Chebyshev in relation to average and expectation

expected valueprobability distributionsprobability theory

I have 2 questions w.r.t average and expectation and how it relates to Chebyshevs inequality. My text book states the following.

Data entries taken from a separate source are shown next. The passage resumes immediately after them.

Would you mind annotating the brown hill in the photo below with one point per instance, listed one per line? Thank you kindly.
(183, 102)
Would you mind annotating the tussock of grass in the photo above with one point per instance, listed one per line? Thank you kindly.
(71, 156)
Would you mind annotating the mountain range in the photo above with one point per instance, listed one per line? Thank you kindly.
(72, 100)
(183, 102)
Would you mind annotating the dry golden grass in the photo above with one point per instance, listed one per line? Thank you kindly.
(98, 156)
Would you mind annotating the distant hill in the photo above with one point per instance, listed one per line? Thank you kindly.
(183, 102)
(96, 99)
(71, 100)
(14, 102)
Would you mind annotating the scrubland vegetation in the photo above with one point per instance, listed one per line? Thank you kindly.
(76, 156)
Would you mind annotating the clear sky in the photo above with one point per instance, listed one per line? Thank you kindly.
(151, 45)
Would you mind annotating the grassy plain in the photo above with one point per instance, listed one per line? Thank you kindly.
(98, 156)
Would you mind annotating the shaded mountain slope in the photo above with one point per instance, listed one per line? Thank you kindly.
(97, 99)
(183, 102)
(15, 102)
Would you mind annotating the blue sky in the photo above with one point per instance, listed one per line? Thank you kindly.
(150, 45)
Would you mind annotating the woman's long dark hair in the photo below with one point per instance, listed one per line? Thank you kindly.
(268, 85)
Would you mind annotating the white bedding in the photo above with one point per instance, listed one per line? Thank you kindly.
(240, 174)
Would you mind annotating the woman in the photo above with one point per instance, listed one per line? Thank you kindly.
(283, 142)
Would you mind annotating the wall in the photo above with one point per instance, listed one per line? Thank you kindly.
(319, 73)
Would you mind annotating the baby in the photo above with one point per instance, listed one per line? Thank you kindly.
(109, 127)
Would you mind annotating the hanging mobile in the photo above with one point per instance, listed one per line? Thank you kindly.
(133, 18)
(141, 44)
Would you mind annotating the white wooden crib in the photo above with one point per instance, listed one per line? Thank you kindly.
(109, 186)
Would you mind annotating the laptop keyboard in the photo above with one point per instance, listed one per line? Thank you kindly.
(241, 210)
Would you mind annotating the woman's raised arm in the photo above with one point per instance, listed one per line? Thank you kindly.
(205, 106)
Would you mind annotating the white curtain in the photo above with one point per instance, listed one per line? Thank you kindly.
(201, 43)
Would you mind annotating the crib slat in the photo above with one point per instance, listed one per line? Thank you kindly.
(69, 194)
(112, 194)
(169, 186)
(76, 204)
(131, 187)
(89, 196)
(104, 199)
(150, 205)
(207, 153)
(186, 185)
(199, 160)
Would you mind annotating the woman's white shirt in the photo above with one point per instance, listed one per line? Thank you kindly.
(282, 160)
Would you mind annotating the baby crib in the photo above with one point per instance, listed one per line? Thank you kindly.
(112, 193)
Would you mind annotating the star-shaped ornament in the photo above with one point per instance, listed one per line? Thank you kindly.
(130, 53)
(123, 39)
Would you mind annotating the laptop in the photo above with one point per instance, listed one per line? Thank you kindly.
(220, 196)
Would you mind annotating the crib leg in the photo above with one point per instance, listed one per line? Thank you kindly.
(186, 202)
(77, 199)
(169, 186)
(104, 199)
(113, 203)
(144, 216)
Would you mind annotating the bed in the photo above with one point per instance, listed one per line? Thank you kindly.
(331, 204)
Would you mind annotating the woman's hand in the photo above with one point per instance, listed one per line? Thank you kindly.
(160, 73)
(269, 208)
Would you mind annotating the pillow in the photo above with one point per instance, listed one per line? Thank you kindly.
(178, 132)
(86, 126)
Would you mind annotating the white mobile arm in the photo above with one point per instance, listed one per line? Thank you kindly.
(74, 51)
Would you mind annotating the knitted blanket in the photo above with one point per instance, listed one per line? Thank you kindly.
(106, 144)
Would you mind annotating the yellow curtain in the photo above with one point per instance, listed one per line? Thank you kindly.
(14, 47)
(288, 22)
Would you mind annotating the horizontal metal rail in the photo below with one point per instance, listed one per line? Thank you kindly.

In order to illustrate the relative advantage of Chebyshev's inequality compared to Markov's consider the following example. Let $X_{1}, \ldots, X_{n}$ be $n$ independent identically distributed Bernoulli random variables and let $\hat{\mu}_{n}=\frac{1}{n} \sum_{i=1}^{n} X_{i}$ be their average. We would like to bound the probability that $\hat{\mu}_{n}$ deviates from $\mathbb{E}\left[\hat{\mu}_{n}\right]$ by more $\operatorname{than} \varepsilon$ (this is the central question in machine learning). We have $\mathbb{E}\left[\hat{\mu}_{n}\right]=\mathbb{E}\left[X_{1}\right]=\mu$ and by independence of $X_{i}$-s and Theorem B.26 we have $\operatorname{Var}\left[\hat{\mu}_{n}\right]=\frac{1}{n^{2}} \operatorname{Var}\left[n \hat{\mu}_{n}\right]=\frac{1}{n^{2}} \sum_{i=1}^{n} \operatorname{Var}\left[X_{i}\right]=$ $\frac{1}{n} \operatorname{Var}\left[X_{1}\right]$. By Markov's inequality
$$
\mathbb{P}\left(\hat{\mu}_{n}-\mathbb{E}\left[\hat{\mu}_{n}\right] \geq \varepsilon\right)=\mathbb{P}\left(\hat{\mu}_{n} \geq \mathbb{E}\left[\hat{\mu}_{n}\right]+\varepsilon\right) \leq \frac{\mathbb{E}\left[\hat{\mu}_{n}\right]}{\mathbb{E}\left[\hat{\mu}_{n}\right]+\varepsilon}=\frac{\mathbb{E}\left[X_{1}\right]}{\mathbb{E}\left[X_{1}\right]+\varepsilon}
$$

Note that as $n$ grows the inequality stays the same. By Chebyshev's inequality we have
$$
\mathbb{P}\left(\hat{\mu}_{n}-\mathbb{E}\left[\hat{\mu}_{n}\right] \geq \varepsilon\right) \leq \mathbb{P}\left(\left|\hat{\mu}_{n}-\mathbb{E}\left[\hat{\mu}_{n}\right]\right| \geq \varepsilon\right) \leq \frac{\operatorname{Var}\left[\hat{\mu}_{n}\right]}{\varepsilon^{2}}=\frac{\operatorname{Var}\left[X_{1}\right]}{n \varepsilon^{2}}
$$

Theorem B.26. If $X_{1}, \ldots, X_{n}$ are independent random variables then
$$
\operatorname{Var}\left[\sum_{i=1}^{n} X_{i}\right]=\sum_{i=1}^{n} \operatorname{Var}\left[X_{i}\right]
$$

What I dont understand is why it is the case that:

$\mathbb{E}\left[\hat{\mu}_{n}\right]=\mathbb{E}\left[X_{1}\right]=\mu$

As I understand expectation it is the same as average. In this whole comparison we are interested in the deviation between the average, and an expectation given $n$ r.v's as I understand it. I am however unsure of why it then is the case that $X_1 = \mu$, and what the expression $E[X_1] = \mu$ actually means. I suspect that it doesn't mean that you are looking at the average/expectation of just $E[X_1] = \frac{1}{1}*\sum_{n} Pr[X = x_1]$, where $x_1$ is the value corresponding to the variable $X_1$ and $n = 1$ denotes the number of possible values that $X_1$ can take which is to say just a single value.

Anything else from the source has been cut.